We withdrew bid for National Broadband Plan because of a deal between the government and Eir, Siro executive to tell Dáil
Siro has ‘passed’ 242,000 homes with fibre broadband in 37 Irish towns, the company says.
It also now has 42,000 customers, giving it a takeup rate of 17pc.
The company, a joint venture between the ESB and Vodafone, says that it remains committed to reaching 450,000 homes in 50 towns and suburban locations - despite being behind on its rollout plans.
With 14 retailers reselling its wholesale broadband, the ESB's head of strategy and innovations, Denis O’Leary, says that its operation is a “great success”.
However, Mr O’Leary is set to tell a joint Oireachtas Committee of TDs and Senators that Siro withdrew its bid from the National Broadband Plan process in 2017 because of a deal between the government and Eir over the reallocation of the most commercially attractive 300,000 premises to Eir’s private rollout schedule.
“The removal of some 300,000 customers from the ‘target market’ for the NBP project meant that the number of customers available to connect to the network was significantly reduced,” according to remarks that Mr O’Leary will deliver.
“This may have led to a reduction in costs, but it would also have led to a much bigger reduction in revenue. Thus, our overall potential target revenues were significantly reduced also.
"Removing such a large number of premises also had a major impact on the design of the network and months of work was required to repeat the mapping exercise and create a new network design.”
Mr O’Leary’s remarks come a day after Eir chief executive Carolan Lennon claimed that Eir could build an alternative to the €3bn National Broadband Plan on its own terms for €1bn in public funding.
However, Mr O’Leary is to suggest that the way Eir carved off 300,000 homes from the initial 840,000 intervention area is the reason that the competitive bidding structure for the NBP broke down.
“Very simply, in deploying a broadband network you would normally start in more heavily populated areas in a town and work out of the town to pass premises in the countryside,” he will say.
“The 300,000 that were removed from the programme created an additional ‘donut area’ around each town.
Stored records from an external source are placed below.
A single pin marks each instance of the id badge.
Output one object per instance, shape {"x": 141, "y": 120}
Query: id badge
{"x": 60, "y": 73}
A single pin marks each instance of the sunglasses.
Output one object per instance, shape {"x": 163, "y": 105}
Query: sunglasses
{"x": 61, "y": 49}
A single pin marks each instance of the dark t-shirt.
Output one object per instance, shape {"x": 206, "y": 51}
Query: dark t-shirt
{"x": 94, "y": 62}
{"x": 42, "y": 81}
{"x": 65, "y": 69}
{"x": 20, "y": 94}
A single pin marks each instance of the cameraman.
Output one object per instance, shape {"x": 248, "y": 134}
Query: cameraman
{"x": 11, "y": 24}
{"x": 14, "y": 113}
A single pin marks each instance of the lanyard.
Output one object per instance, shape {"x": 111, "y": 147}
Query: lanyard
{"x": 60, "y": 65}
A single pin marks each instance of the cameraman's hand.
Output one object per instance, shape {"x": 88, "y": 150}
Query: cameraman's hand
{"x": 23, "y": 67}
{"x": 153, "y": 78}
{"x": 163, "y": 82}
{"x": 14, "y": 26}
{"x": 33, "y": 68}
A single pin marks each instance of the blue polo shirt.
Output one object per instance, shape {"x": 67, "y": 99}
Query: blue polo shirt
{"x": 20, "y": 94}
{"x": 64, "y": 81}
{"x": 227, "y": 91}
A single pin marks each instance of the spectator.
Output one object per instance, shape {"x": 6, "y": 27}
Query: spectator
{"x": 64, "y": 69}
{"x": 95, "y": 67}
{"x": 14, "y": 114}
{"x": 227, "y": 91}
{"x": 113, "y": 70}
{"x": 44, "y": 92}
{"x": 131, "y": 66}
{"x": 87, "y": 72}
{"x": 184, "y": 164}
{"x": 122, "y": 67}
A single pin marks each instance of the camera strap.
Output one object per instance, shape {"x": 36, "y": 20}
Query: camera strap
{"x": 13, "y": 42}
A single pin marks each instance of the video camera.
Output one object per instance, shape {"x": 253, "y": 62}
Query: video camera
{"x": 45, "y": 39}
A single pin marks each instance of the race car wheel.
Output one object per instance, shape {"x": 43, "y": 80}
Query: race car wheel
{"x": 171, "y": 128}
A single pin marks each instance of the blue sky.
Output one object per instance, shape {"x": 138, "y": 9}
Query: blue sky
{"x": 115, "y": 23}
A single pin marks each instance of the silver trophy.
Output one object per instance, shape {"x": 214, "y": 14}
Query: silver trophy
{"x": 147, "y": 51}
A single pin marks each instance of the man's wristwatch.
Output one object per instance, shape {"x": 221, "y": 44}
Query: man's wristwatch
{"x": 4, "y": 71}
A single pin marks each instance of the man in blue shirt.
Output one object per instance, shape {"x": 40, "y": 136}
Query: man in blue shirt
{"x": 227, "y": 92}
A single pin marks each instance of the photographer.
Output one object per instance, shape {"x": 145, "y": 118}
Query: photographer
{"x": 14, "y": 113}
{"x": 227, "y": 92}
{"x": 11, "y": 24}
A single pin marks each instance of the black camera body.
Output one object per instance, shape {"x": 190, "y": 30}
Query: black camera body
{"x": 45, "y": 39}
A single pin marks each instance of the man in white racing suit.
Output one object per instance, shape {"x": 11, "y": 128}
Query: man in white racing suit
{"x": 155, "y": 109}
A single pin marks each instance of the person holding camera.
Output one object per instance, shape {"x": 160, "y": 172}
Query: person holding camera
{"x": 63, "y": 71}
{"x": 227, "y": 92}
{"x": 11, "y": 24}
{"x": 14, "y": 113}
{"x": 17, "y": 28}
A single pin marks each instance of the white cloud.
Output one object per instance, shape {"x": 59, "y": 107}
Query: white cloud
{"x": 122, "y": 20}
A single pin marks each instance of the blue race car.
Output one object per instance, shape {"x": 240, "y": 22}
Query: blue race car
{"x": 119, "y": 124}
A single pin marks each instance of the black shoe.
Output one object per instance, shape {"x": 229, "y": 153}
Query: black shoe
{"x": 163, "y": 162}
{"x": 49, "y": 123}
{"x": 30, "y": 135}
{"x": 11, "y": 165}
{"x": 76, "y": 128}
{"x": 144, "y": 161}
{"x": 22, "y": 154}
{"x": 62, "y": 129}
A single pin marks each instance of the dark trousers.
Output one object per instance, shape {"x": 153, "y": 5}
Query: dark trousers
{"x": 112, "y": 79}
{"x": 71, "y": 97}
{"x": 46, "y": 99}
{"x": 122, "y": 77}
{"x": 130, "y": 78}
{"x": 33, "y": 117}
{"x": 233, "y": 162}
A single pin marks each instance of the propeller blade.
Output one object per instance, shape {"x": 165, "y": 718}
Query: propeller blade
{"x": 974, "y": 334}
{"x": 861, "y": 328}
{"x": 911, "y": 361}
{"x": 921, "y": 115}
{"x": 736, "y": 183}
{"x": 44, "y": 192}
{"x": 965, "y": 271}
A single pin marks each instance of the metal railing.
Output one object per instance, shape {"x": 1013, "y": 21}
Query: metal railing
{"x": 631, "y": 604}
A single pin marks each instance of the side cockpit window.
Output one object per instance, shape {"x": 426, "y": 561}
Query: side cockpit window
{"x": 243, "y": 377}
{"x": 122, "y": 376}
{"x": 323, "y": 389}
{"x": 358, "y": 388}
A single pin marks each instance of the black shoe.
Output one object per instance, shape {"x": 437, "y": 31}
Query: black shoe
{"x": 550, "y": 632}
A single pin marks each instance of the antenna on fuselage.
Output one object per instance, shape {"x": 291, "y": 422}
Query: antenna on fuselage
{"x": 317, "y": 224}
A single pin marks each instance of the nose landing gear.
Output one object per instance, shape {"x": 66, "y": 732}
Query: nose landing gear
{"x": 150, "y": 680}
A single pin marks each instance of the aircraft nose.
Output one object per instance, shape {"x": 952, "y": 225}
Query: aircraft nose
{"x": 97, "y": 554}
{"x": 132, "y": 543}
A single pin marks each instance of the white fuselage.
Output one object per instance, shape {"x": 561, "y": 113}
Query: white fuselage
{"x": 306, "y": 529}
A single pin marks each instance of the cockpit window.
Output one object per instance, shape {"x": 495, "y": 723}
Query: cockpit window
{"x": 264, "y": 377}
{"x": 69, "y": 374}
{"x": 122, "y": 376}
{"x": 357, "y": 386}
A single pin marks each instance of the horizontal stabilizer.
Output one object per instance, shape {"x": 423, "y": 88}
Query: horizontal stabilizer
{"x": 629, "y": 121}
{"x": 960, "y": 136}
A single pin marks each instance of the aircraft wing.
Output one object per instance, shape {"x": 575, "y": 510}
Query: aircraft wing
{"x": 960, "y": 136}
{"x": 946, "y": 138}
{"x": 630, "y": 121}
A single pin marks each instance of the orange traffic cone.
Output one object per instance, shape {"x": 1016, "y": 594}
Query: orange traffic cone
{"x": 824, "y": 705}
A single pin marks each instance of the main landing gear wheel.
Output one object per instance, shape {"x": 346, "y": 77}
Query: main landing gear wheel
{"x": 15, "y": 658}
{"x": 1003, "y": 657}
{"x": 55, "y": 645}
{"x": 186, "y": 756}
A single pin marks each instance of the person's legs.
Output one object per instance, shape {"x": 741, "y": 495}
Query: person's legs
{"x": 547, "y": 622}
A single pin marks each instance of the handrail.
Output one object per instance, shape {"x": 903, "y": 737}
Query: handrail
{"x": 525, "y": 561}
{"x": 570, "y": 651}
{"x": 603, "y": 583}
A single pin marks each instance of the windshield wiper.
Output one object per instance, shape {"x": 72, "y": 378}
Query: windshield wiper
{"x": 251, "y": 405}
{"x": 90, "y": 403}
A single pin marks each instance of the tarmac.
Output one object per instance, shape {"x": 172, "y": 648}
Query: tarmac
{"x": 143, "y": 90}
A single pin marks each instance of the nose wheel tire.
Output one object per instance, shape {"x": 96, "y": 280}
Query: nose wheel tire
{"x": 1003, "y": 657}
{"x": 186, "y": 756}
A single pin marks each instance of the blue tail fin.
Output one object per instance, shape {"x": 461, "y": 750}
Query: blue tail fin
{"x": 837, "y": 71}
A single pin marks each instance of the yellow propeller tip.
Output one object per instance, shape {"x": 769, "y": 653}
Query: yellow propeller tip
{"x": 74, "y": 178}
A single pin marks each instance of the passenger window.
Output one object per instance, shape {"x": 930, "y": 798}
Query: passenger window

This meant that we would have been deploying fibre on poles moving successively through first the town and then the 300,000 premises before reaching the target properties from which we would recoup our investment.
“In summary, the costs of passing premises increased significantly. However, this was only one of the factors that challenged the business case.
"In addition to the previously mentioned revenue risk, we also faced challenges regarding securing the appropriate level of bank financing that would be needed for this major undertaking, the amount of potential risk for Siro and its shareholders associated with the contract and securing appropriate levels of access to Eir infrastructure at a price that would be commercially viable to counteract the impact of the removal of 300,000 premises.
"After significant engagement with the Department on both the contract and aspects of the business case, SIRO - along with ESB and Vodafone - concluded that it could not develop a credible business case to justify continued participation in the National Broadband Plan.”